Clusters of consonants are quite common in Czech. Some words have no vowels at all. A couple that I came across recently: brzd [ˈbr̩st] (break) and krb [kr̩p] (fireplace).
Brzd is the genitive plural of brzda (brake (in a vehicle)). Related words include: brzdit [ˈbr̩zɟɪt] (to break) and brzdný [ˈbr̩zdniː] (breaking).
Krb means fire, hearth, fireplace or ingle. Related words include: krbový (relating or pertaining to fireplaces), krbová deska (hearthstone) and krbové náčiní (fire irons).

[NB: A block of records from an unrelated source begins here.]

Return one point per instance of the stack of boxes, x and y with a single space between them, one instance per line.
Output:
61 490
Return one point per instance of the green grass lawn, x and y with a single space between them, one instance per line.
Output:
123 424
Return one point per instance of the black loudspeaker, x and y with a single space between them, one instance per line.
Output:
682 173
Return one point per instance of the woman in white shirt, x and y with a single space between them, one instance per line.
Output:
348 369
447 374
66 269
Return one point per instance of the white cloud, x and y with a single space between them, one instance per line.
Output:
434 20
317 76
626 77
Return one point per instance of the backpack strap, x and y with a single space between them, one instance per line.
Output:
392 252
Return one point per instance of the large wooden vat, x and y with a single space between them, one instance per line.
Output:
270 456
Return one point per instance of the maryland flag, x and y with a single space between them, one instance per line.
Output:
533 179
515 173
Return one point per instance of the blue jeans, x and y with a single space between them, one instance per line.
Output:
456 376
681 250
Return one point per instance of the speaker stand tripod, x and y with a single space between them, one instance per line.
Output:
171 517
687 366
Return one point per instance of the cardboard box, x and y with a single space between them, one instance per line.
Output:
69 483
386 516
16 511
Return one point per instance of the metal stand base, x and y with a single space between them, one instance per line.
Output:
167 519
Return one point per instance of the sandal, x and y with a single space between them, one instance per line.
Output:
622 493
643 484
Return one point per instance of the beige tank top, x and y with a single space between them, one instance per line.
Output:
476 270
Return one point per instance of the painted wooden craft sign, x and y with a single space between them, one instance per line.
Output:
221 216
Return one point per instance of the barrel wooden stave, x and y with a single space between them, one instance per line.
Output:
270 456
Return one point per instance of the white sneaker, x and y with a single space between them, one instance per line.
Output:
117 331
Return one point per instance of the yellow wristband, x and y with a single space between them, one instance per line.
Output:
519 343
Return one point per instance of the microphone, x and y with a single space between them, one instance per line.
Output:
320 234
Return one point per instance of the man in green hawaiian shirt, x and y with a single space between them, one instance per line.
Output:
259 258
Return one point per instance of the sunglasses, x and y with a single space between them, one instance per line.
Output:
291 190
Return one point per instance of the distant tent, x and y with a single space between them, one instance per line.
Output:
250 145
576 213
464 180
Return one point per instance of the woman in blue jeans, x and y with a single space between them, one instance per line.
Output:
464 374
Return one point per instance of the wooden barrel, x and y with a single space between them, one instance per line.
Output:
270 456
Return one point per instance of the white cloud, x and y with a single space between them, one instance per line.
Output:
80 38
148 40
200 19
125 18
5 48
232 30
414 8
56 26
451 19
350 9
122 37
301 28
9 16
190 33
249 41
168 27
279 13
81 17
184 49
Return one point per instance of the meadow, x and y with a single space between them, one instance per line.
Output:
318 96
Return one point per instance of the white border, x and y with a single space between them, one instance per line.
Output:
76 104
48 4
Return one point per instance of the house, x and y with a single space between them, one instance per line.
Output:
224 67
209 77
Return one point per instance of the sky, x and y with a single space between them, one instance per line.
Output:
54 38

Other vowelless words include:
- blb [ˈbl̩p] = wally (stupid person)
- chrp [ˈxr̩p] = of cornflowers
- drhl [ˈdr̩ɦl̩]= he scrubbed, scoured, rubbed
- hrkl [ˈɦr̩kl̩] = he rattled
- krk [kr̩k] = neck
- plch [pl̩x] = dormouse
- scvrkl [ˈst͡svr̩kl̩] = he shrank
- škrtl [ˈʃkr̩tl̩] = he cancelled, deleted, scratched
- vlk [vl̩k] = wolf
There are several tongue twisters made up of words like this:
- Strč prst skrz krk.
Stick your finger through your throat.
- Smrž pln skvrn zvlhl z mlh.
Morel full of stains got wet from the fog.
- Plch zdrhl skrz drn, prv zhltl čtvrthrst zrn.
A dormouse escaped through a turf; first it swallowed a quarter-handful of grain.
In fact, the r and l in these words funtion as semi-vowels, so you could say that they’re not really vowelless. This doesn’t make them any easier to pronounce.